Ukraine gets EU invite, in rebuke to Putin


The European Union on Thursday formally made Ukraine a candidate for membership in the 27-nation alliance, delivering what could be a major morale boost for Ukrainian troops while also dealing a significant blow to Russian President Vladimir Putin‘s drive to pull Kyiv away from the West.

As the Russian invasion marks its fourth month of fighting this week, EU nations voted unanimously in favor of Ukraine‘s candidacy during a summit in Brussels, though the approval process is likely to take at least several years. Thursday’s move by the EU is the latest unintended consequence of Mr. Putin‘s war in Ukraine, which he hoped would spark the rapid collapse of the Western-backed government in Kyiv and crack EU and NATO solidarity.

Instead, the West has remained mostly unified in its opposition to Russia, despite recent polling that suggests public opinion in some European countries now favors a cease-fire, even at the expense of some Ukrainian concessions to Moscow

But the conflict also has sparked rapid expansions of the alliances that Mr. Putin hoped to undermine.

NATO, for example, appears poised to welcome Sweden and Finland as new members. Both countries cited the war in Ukraine as the central reason for their push to join the transatlantic alliance. Their candidacies will be at the top of the agenda next week at a major NATO summit in Madrid.

Meanwhile, European leaders, who in the past had put off Ukraine‘s efforts, said that the continent now has a moral obligation to aid Kyiv by bringing the nation into the EU fold.

“It will strengthen Ukraine, it will strengthen Europe. It is a decision for freedom and democracy and puts us on the right side of history,” European Parliament President Roberta Metsola said of the vote on Ukraine‘s candidacy.

The historic move by the EU came as the Pentagon announced it will send four High Mobility Artillery Rocket Systems (HIMARS) to Ukraine. It’s the latest in a string of weapons deliveries from America and its allies that have aided Ukrainian forces in what’s become a bloody war of attrition in Ukraine‘s disputed eastern Donbas region.
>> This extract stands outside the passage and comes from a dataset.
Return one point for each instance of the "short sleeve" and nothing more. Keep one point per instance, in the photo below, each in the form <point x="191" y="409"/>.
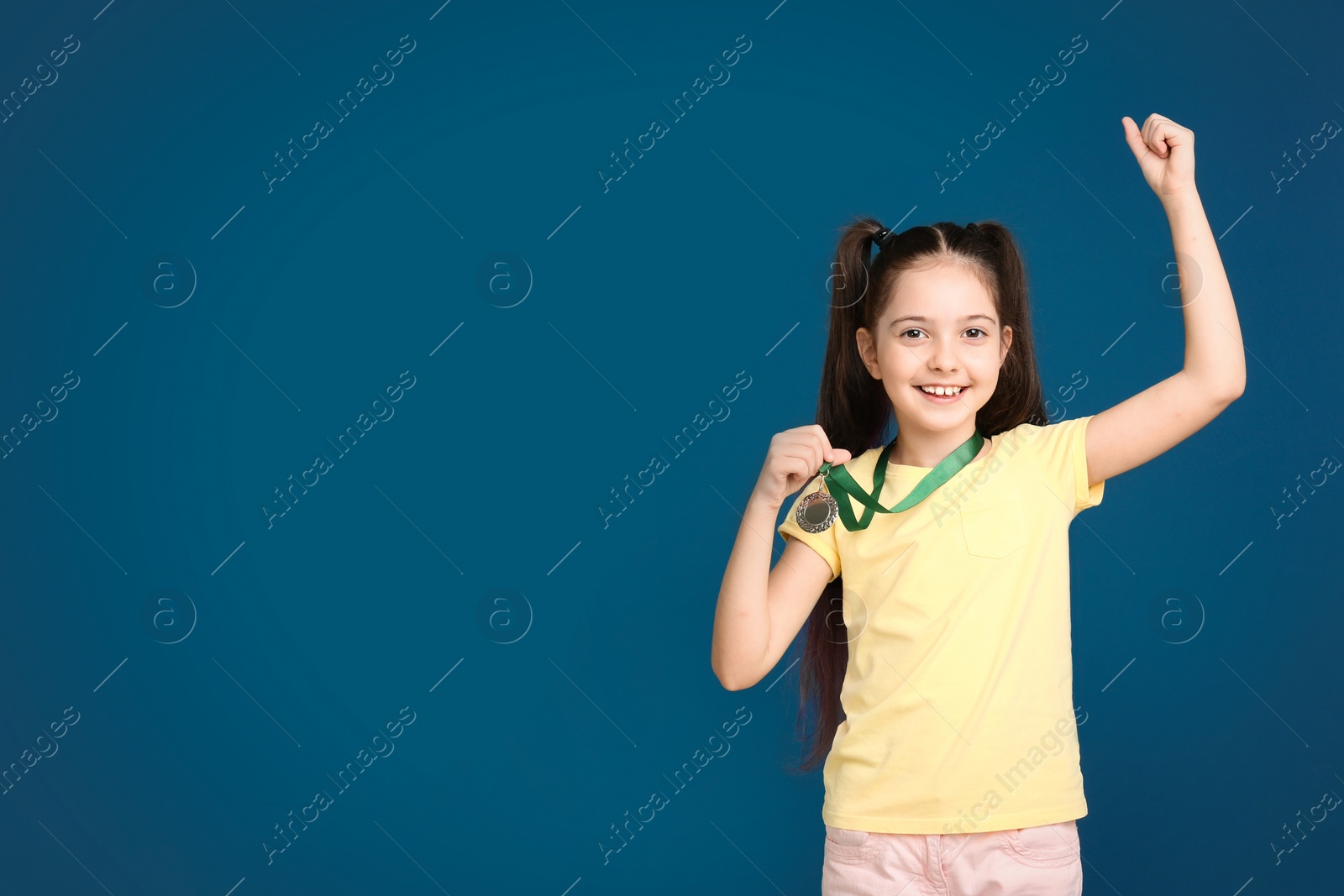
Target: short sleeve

The $450 million U.S. military aid package announced Thursday also includes 36,000 rounds of ammunition, 18 tactical vehicles to tow artillery, 1,200 grenade launches, 2,000 machine guns, and 18 coastal and riverine patrol boats, the Pentagon said in a statement.

The HIMARS shipments in particular, Ukrainian military leaders said, come at a crucial moment and could give their troops the ability to hold off a much larger Russian army bent on capturing more territory in the bitterly contested Donbas region.
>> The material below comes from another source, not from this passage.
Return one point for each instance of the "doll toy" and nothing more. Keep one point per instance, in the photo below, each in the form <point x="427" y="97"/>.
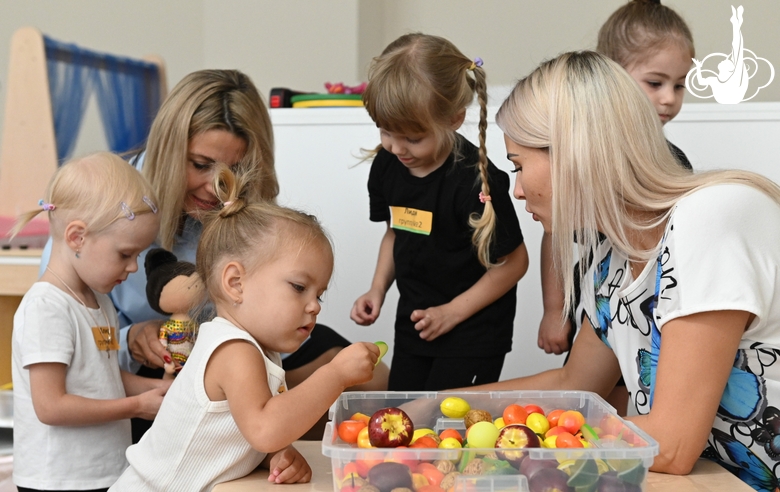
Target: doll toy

“Thank you to my U.S. colleague and friend Defense Secretary Lloyd Austin for these powerful tools! Summer will be hot for Russian occupiers. And the last one for some of them,” said Ukrainian Defence Minister Oleksii Reznikov, according to Reuters.

HIMARS are just one example of the kinds of weapons systems that Ukrainian officials say they need to effectively fight back against the invaders. The system will give Ukraine the ability to target Russian forces at much greater distances and may be able to slow what’s been a months-long artillery barrage of Ukrainian positions across the Donbas.

Taking a toll

But Russia‘s non-stop assault on the Donbas has already taken its toll. Having already devastated key cities such as Mariupol and Sieverodonetsk, Russian units are making slow but steady progress elsewhere across the region, foreign intelligence officials say.

Since June 19, “Russian forces have highly likely advanced over [three miles] towards the southern approaches of the Donbas city of Lysychansk,” the British Ministry of Defense said in a Twitter post Thursday. “Some Ukrainian units have withdrawn, probably to avoid being encircled. Russia‘s improved performance in this sector is likely the result of recent unit reinforcement and heavy concentration of fire.”

“Russian forces are putting the Lysychansk-Sievierodonetsk pocket under increasing pressure with this creeping advance around the fringes of the built-up area,” the defense ministry continued.

Serhiy Haidai, the Ukrainian governor of Luhansk, the site of some of the most intense clashes, wrote on the Telegram social media network Thursday that “fighting continues in all directions.”

“Many defensive structures have already been destroyed in the Sievierodonetsk industrial zone, we do not rule out the possibility of retreating to new, more fortified positions,” Mr. Haidai wrote.

Still, British officials added that Russia‘s broader goal of encircling the entire Donbas region and driving out all Ukrainian troops remains stalled.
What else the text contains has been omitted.